We had just gotten on the road for our day of exploring when I saw this sign. Yes, even in Louisiana Hatch Chile is famous.
We drove the River Road from Baton Rogue to New Orleans.
As soon as we got close to the Mississippi River the fog closed in.
Everything was seen through a misty veil.
There are still fields of sugar cane harking back to when it was sugar cane that made the plantations along the river road their fortune.
But, today along the River Road there is more of this.....................
than this! While it would be beautiful to see plantation after plantation I had a hard time with it all.

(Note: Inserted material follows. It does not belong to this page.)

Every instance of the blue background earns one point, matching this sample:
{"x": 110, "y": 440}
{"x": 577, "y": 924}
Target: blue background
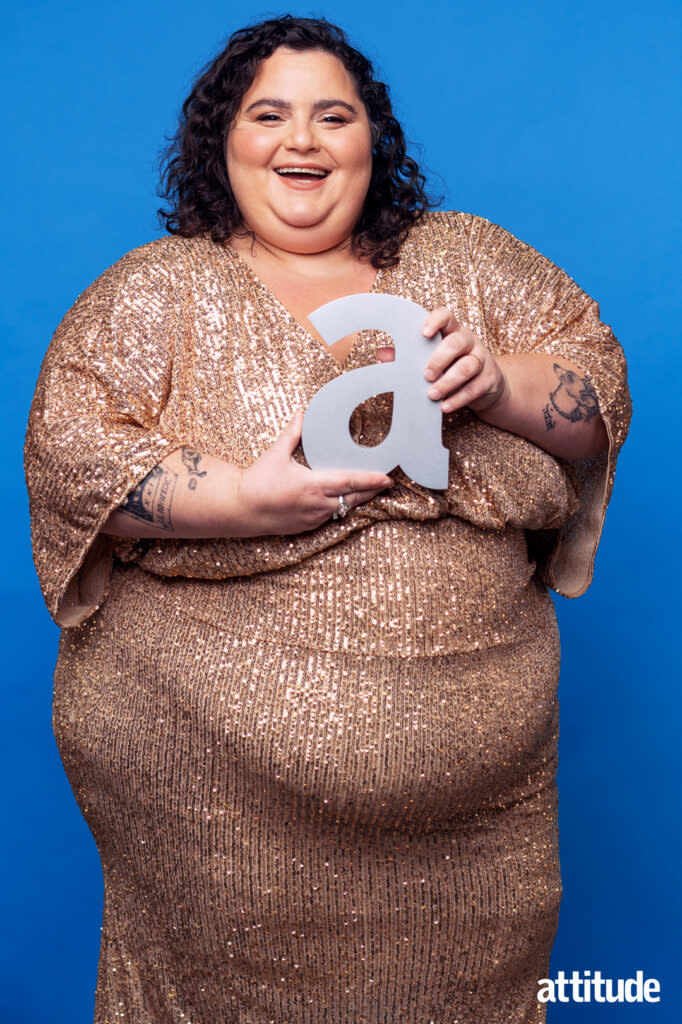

Thinking that the opulence of the plantation owners lives were built upon this...........cabins full of slaves......made the whole drive a disappointment to me.
I appreciated the beauty of the architecture of the homes.
This made me sad.
I was impressed by the levee along the Mississippi. And Walt kept wanting to drive up on it. Whenever he would find a road leading up on it that didn't say "No Trespassing" (well, maybe not always) up we would go. What an enormous job it must have been building it. Levee construction in Louisiana actually began with the first settlers in 1718. Now the sides are lushly green and you can see crews mowing the grass to keep it pretty.

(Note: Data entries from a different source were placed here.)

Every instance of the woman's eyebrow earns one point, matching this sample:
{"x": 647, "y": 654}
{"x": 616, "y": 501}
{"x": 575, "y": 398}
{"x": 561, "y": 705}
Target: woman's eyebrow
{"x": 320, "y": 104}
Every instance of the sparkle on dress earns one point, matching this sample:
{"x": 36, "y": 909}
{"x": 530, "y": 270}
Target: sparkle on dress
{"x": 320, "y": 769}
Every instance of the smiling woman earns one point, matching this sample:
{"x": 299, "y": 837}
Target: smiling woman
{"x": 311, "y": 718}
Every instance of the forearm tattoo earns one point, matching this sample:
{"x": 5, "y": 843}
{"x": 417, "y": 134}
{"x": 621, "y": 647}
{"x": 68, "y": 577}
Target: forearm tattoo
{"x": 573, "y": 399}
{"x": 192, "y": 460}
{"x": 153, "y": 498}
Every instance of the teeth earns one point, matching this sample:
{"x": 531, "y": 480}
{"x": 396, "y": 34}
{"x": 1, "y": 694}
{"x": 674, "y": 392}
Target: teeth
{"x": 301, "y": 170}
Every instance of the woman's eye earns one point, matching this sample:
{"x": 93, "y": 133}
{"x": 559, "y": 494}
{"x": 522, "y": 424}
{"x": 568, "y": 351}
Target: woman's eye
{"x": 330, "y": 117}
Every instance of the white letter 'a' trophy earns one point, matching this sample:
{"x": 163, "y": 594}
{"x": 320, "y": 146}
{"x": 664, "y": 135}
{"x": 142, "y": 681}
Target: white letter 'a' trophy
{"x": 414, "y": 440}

Several of the homes have been restored and are open for tours.
Walt wanted to know if I wanted to go on one of the tours. I did not! I didn't want to hear what their life had been like. I didn't want to see their beautiful furnishings. Funny thing is I love Downton Abbey and have often thought while watching it that I could have been happy being one of the servants there but I cannot imagine life as a slave. I am sure many were treated kindly but they were still slaves. OK enough about that. The River Road just wasn't a happy place for me.
We did find a wonderful old Catholic Cemetery. Tumbling down tombs and monuments. So beautiful even in disrepair.
The River Road was a chaotic mixture of broad cane fields, mansions, run down houses, petrochemical plants and suburban strip developments and I am glad we saw it and I can understand how some may love it but I left with a sense of sadness.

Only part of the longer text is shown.